Ronstadt may not have been in the mood to celebrate. The previous August tragedy had struck a little too close to home. She’d been living at Topanga Canyon, where cult leader Charles Manson whipped his acolytes into a murderous rage against her neighbours. Victims included actress Sharon Tate – but it could so easily have been Ronstadt.
“When the Manson family came through, they managed to murder my next-door neighbour, Gary Hinman. I was lucky I wasn’t home that night—they may have come for me,” she said later. “We knew those girls, Linda Kasabian and maybe Leslie Van Houten, too. I lived in Topanga Canyon at the time, and they would hitchhike, and they would talk about this guy Charlie at the Spahn Ranch. But I didn’t know him personally. We knew it was kind of a bad scene. But, when we found out how bad of a scene it was, we were horrified.”
Ronstadt was never at ease with the bacchanalia of Seventies Hollywood. Her Mexican-American background marked her as an outsider. And she was too sensitive for drugs – cocaine made her “really jittery”
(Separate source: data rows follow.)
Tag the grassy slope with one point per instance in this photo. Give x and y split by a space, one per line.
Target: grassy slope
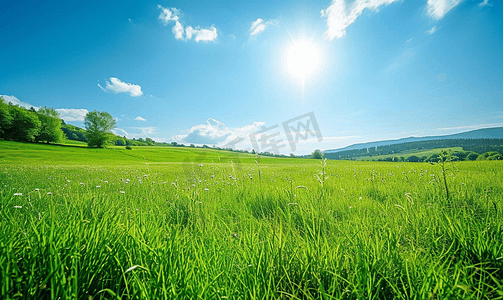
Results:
29 153
113 225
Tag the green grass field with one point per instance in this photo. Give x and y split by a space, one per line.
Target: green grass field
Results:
405 154
182 223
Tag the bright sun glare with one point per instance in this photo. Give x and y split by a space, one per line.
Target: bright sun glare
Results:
303 58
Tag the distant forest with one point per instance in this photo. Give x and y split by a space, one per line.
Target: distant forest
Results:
478 146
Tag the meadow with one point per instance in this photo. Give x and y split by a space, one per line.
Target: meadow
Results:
180 223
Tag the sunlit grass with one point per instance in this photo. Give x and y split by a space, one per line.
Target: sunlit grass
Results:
221 230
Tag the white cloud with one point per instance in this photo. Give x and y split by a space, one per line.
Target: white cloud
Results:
178 31
205 35
485 2
14 100
259 25
438 8
120 132
168 15
118 86
173 15
477 126
72 114
144 132
103 89
342 13
216 133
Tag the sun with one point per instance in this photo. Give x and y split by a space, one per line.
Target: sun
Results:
302 59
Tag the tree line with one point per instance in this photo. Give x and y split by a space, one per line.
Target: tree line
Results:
29 125
471 145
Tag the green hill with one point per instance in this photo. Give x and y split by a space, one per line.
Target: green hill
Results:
75 154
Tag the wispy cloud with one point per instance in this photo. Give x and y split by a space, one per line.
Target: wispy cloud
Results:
117 86
216 133
167 15
260 25
205 35
120 132
170 15
14 100
437 9
72 114
485 2
342 13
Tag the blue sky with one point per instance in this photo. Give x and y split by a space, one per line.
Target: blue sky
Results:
209 72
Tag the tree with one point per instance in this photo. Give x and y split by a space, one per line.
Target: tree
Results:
5 118
50 131
98 124
25 125
317 154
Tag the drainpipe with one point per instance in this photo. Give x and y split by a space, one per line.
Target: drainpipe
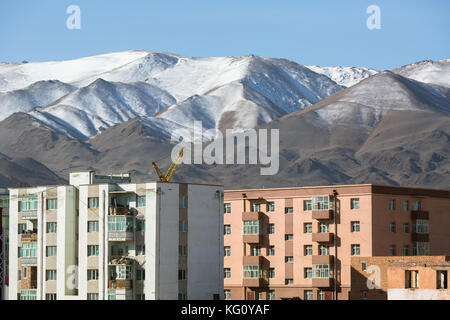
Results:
335 243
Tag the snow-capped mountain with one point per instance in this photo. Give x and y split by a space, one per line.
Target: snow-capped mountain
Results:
222 92
428 71
345 76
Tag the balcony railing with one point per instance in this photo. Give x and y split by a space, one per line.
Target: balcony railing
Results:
29 214
28 237
322 214
120 284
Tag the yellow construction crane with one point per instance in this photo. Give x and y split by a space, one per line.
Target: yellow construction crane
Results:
169 174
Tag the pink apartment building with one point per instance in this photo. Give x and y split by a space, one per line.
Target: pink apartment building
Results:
297 243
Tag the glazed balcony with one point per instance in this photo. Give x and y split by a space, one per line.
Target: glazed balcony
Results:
323 259
322 214
252 216
322 237
322 282
419 215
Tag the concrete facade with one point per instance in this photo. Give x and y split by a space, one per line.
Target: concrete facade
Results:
116 240
292 243
400 278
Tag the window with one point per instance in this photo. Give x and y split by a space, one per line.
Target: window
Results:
256 207
392 227
111 294
411 279
354 203
28 204
392 205
256 251
252 271
93 202
406 250
421 249
92 296
392 249
52 204
406 227
324 227
51 227
92 250
50 275
92 274
21 228
308 250
182 226
421 226
182 251
252 227
441 279
140 274
307 205
307 273
289 282
308 295
321 271
307 227
324 250
182 202
271 273
405 205
92 226
120 223
140 201
355 250
50 251
28 294
321 203
50 296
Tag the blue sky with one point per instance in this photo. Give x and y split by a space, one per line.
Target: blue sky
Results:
315 32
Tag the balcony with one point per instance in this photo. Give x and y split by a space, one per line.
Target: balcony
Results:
322 259
120 235
252 216
120 211
322 214
419 214
322 282
322 237
254 282
420 237
252 238
253 260
120 284
28 237
29 261
29 215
Rolling Stone had christened her the “First Lady of Rock”. Time called her “Queen of Rock”. Yet, in the end, she couldn’t exit Laurel Canyon fast enough. In 1980, when the Eagles had just about finished steamrolling the charts with Hotel California, she appeared in a broadway production of Pirates of Penzance. Later, came collaborations with avant-garde composer Philip Glass and Paul Simon (she sang backing vocals on Under African Skies on Graceland).
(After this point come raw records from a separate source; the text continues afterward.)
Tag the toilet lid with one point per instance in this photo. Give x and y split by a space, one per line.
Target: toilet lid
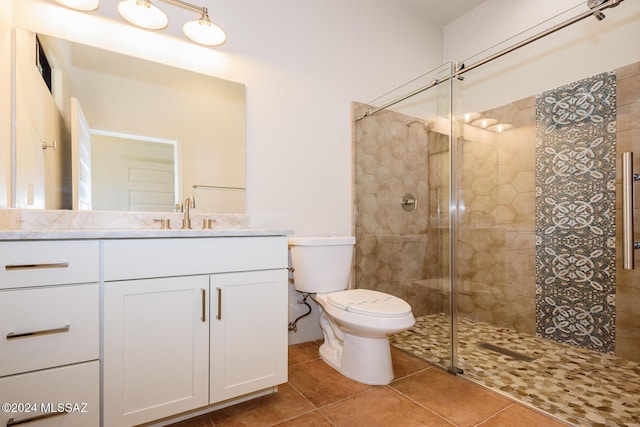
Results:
368 302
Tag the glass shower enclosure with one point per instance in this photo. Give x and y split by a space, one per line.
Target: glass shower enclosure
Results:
489 199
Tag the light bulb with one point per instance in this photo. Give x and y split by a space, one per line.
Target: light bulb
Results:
204 32
143 14
84 5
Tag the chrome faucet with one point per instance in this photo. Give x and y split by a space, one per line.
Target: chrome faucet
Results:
189 202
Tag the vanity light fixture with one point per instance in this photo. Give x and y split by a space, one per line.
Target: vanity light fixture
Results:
144 14
468 117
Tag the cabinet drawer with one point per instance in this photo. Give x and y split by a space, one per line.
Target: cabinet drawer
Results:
46 327
24 264
146 258
62 397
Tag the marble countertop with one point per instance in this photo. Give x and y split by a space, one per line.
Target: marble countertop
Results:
22 224
6 235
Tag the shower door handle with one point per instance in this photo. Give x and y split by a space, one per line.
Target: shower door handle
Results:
628 179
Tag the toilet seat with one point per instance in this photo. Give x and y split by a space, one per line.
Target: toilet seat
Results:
369 303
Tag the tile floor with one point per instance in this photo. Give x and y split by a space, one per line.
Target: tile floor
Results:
581 387
421 395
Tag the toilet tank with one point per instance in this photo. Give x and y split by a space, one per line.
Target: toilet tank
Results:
321 264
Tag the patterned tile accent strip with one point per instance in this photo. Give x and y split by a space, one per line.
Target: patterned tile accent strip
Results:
575 213
579 386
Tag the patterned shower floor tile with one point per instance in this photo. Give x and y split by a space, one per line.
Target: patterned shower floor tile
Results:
578 386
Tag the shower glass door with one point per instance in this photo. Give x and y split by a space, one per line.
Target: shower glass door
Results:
545 312
402 198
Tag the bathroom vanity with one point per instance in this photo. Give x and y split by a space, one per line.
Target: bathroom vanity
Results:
136 327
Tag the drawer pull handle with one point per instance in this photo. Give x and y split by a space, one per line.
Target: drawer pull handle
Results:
204 305
12 335
219 316
36 266
12 422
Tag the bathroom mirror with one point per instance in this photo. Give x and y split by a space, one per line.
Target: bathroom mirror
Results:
153 133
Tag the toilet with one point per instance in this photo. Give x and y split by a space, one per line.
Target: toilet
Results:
355 323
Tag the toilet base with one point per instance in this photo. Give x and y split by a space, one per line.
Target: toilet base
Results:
366 360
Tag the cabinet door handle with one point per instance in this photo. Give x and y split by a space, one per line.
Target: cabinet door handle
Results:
219 316
36 266
204 304
12 335
12 422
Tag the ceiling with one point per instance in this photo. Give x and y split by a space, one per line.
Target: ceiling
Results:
442 12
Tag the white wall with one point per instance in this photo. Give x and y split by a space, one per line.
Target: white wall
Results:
5 103
302 63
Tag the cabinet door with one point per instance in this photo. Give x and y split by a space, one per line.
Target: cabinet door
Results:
156 335
248 332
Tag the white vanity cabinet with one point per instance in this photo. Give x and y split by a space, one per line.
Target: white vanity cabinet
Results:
49 325
190 322
155 348
248 346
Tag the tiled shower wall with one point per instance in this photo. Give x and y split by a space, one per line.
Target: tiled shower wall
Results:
398 251
405 253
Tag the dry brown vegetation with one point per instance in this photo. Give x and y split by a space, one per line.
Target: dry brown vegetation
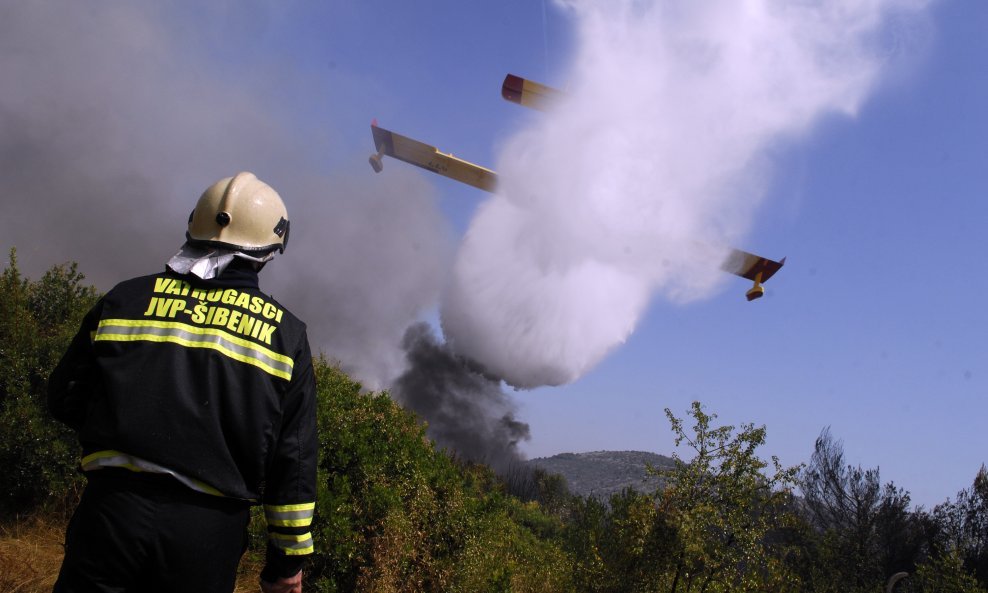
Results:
31 554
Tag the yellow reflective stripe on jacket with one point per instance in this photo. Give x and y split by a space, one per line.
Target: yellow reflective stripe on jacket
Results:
292 545
101 459
290 515
190 336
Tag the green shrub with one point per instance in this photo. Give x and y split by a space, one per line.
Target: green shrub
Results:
39 456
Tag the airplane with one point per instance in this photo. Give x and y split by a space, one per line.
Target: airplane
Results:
532 94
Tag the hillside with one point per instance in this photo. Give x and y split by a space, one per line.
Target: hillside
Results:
603 473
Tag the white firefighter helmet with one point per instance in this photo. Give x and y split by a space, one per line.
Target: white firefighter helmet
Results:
241 213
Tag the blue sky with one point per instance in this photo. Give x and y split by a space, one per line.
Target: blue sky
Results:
876 327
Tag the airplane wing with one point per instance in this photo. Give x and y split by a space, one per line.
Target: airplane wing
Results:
528 93
428 157
756 268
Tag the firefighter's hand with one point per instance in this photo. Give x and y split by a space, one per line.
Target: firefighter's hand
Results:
283 585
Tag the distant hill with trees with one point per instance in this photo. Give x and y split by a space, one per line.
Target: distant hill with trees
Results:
395 514
602 474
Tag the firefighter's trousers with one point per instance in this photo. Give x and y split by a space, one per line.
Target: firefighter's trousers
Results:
149 533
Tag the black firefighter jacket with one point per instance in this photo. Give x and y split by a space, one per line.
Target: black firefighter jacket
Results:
210 381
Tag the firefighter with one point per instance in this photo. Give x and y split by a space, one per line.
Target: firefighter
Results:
193 396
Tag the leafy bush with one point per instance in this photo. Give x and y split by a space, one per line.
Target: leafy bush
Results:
395 514
37 319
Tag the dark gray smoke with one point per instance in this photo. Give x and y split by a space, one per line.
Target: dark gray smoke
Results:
466 409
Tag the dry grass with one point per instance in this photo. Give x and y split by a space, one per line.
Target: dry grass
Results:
31 554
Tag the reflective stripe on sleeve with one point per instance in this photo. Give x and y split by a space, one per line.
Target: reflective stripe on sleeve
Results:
191 336
292 545
290 515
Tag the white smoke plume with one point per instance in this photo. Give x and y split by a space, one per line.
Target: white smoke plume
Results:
655 161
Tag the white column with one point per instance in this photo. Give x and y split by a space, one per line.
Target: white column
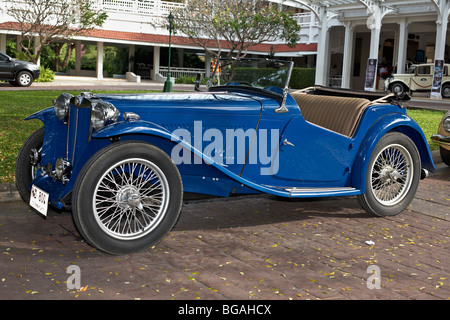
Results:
19 40
441 36
374 24
77 57
208 64
37 46
322 50
99 60
3 42
156 58
348 55
131 51
441 30
402 45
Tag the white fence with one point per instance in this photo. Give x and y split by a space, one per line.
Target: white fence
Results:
179 72
146 7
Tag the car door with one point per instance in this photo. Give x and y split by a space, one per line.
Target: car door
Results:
423 78
312 154
6 67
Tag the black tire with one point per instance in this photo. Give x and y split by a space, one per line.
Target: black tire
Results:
24 79
446 90
398 89
24 168
127 197
392 176
445 155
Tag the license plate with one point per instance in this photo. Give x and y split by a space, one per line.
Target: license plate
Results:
39 200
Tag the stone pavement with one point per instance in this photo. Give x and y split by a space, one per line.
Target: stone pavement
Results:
244 248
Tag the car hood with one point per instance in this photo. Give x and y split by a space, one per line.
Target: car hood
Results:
185 103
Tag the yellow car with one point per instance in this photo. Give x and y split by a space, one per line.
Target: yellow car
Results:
443 138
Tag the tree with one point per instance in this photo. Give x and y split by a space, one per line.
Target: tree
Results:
44 21
235 25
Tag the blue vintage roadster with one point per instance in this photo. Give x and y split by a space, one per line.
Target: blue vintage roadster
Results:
123 161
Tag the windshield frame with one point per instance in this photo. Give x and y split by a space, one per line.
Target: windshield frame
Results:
288 64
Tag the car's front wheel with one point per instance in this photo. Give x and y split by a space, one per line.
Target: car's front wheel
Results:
27 161
127 197
392 175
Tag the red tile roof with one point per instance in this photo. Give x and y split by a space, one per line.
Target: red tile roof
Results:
176 40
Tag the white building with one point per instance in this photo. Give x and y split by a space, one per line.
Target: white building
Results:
129 25
337 36
393 32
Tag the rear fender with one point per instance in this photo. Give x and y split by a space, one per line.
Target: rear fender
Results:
140 128
390 123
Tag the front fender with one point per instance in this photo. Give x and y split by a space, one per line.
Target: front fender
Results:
392 122
151 129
In the decades since, she stayed as far away from confessional pop as possible. In 1987 she released Canciones de Mi Padre, a collection of traditional Mexican songs. At the time it was the best-selling non-English-language album in the history of the US charts. Then tragedy struck as she was diagnosed with Progressive Supranuclear Palsy, a rare brain disorder which makes it impossible for her to perform. Now aged 76, she lives quietly near her adult children in San Fransisco.
She published an autobiography in Simple Dreams: A Musical Memoir in 2013, in which she looked back on her Laurel Canyon days and songs such as Long, Long Time. But she never pined for that area. If anything, she feels that the music culture of the time was toxic compared to today’s. She is that rare Seventies artist who refuses to don rose-tinted shades.
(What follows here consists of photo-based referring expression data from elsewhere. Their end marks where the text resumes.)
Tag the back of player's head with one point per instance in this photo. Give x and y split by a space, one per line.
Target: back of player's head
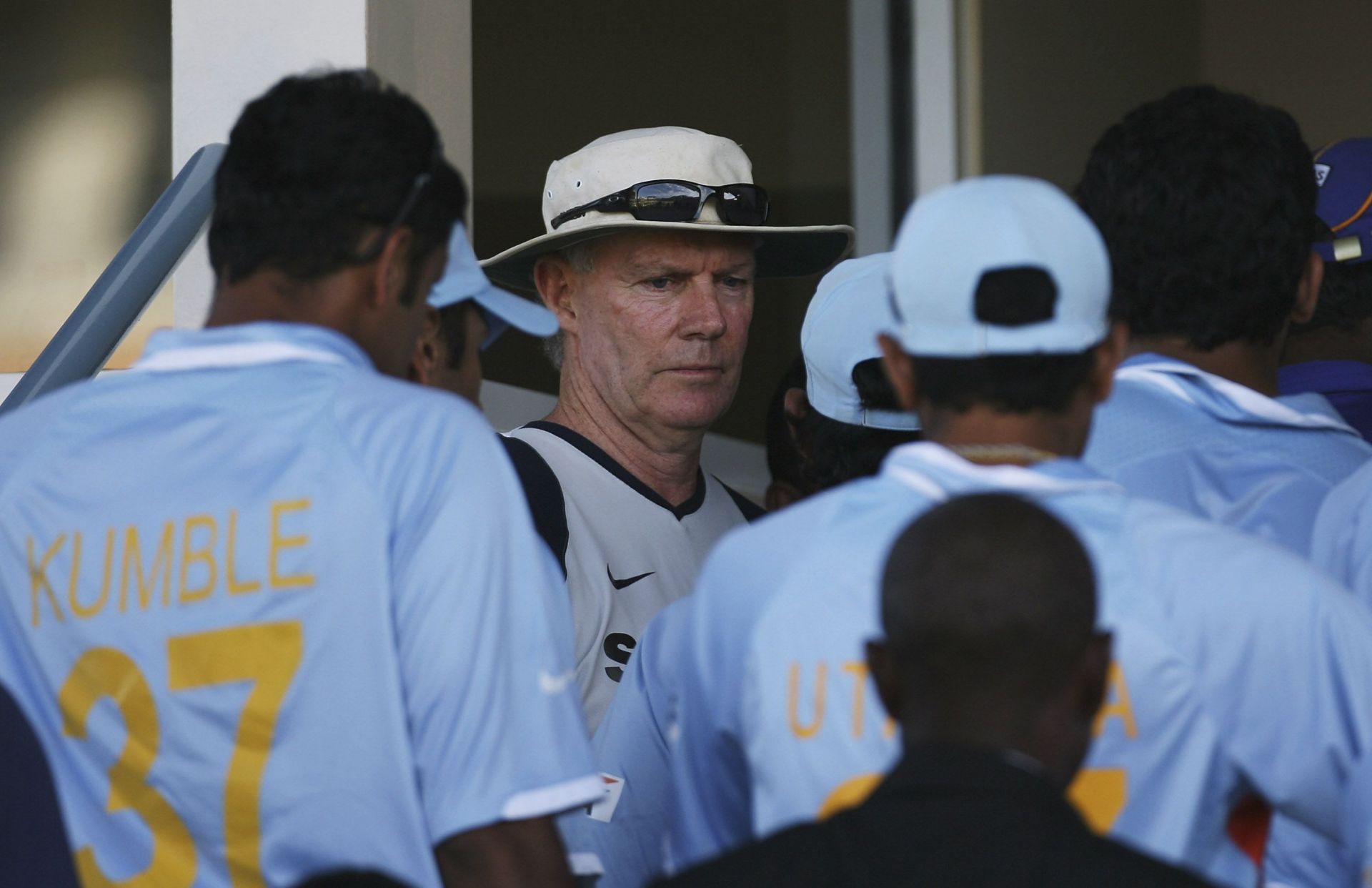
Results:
352 879
1343 176
1206 202
317 165
988 604
1002 289
854 418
“I didn’t like to see the audience, actually. I couldn’t understand why they’d come,” she remembered of her time on the singer-songwriter circuit. “It’s a different relationship than singers like Taylor Swift have. I think it’s a little bit healthier that they embrace their audience and sort of feel like everybody’s on the same team. We were encouraged in the Sixties to think of us and them. The hippies started that whole tribal thing, and it was the straights against the hippies. It was unhealthy.”
Can she emulate Kate Bush and take over TikTok much like the zombie fungus in the Last Of Us infects the frontal lobe of its victims? It’s impossible to say. Lightning rarely strikes twice – even on Gen Z social media. Still, what is indisputable is that, in challenging times like ours, Ronstadt’s dreamy singing has a balm-like quality. If ever the world was primed for a "Ronstadt-naissance" it’s now.